Improved Authorship Attribution - Enhanced feature engineering and modeling approach
Author: bharathcherukuru
— class competition — 9 min read| Leaderboard score | 0.56582 |
|---|---|
| Leaderboard team name | Bharathch7 |
| Kaggle username | bharathch7 |
| Code Repository URL | https://github.com/uazhlt-ms-program/ling-582-fall-2025-class-competition-code-Bharath-ch40 |
Description
My approach can be summarized as follows, I split each pair of text snippets, extracted detailed stylometric and n-gram features, compared the two snippets using difference-based metrics, trained three different models (Logistic Regression, Random Forest, and Gradient Boosting), combined them with a weighted ensemble, tuned the decision threshold based on cross-validation macro F1, and finally used this optimized ensemble to generate the test predictions submitted to Kaggle.
The overall goal was to build a strong feature-based system that does not rely on large transformer models, but instead tries to capture stylistic similarity between two spans using carefully engineered features and a classical ML ensemble.
Task summary
The shared task is an authorship verification problem framed as a binary classification task. For each row in the dataset:
- The 'TEXT' column contains two snippets of English text, concatenated with a special token [SNIPPET] in the middle.
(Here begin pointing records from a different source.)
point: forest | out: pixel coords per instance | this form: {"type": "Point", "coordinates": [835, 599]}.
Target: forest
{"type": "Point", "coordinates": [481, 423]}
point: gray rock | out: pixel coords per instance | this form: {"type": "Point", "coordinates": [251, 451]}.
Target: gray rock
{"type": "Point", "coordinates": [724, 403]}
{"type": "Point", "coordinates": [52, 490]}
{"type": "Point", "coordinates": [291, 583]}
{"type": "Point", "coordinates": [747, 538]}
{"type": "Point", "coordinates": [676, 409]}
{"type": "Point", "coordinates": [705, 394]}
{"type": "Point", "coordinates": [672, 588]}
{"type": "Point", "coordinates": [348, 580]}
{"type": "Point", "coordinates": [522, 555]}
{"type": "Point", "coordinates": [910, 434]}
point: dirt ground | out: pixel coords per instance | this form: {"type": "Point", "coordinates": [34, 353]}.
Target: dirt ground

- The goal is to decide whether both snippets were written by the same author or by the different authors.
The training file 'train.csv' contains:
1'ID' : a unique identifier for each example 2'TEXT': the concatenated text span 'snippet1 [SNIPPET] snippet2'3'LABEL' : the gold label 4'0' = Different Authors 5'1' = Same AuthorThe test file 'test.csv' has the same structure but no labels. We must train a model on train.csv, then output predictions for test.csv as submission.csv with the columns:
1ID2LABEL (our predicted label either 0 or 1)The competition is evaluated using macro F1 on Kaggle. Macro F1 computes the F1 score separately for each class (Different Authors vs Same Author) and then averages them. This metric is especially sensitive to class imbalance, and it punishes a model that ignores the minority class, even if its overall accuracy looks decent.
Exploratory data analysis
Before building features and models, I conducted basic EDA to understand the data distribution and check for the possible issues.
Dataset size & label distribution :
From 'train.csv' and 'test.csv':
- Training set: 1601 records, 3 columns (ID, TEXT, LABEL)
- Test set: 899 records, 2 columns (ID, TEXT)
The label distribution in the training data is:
- Class 0 (Different Authors): 1245 examples
- Class 1 (Same Author): 356 examples
This means only about 22% of examples are Same Author:
- Class balance (mean(LABEL)): 0.222
So the dataset is heavily imbalanced in favor of class 0. A naive model that always predicts 0 would already get high accuracy, but a bad macro F1, because F1 for class 1 would be 0.
Simple example to check :
To make sure the data looked sensible, I inspected a few random examples from both classes:
- For class 0 (Different Authors), the two snippets in 'TEXT' often belong to similar genres, but they are clearly from different contexts or books.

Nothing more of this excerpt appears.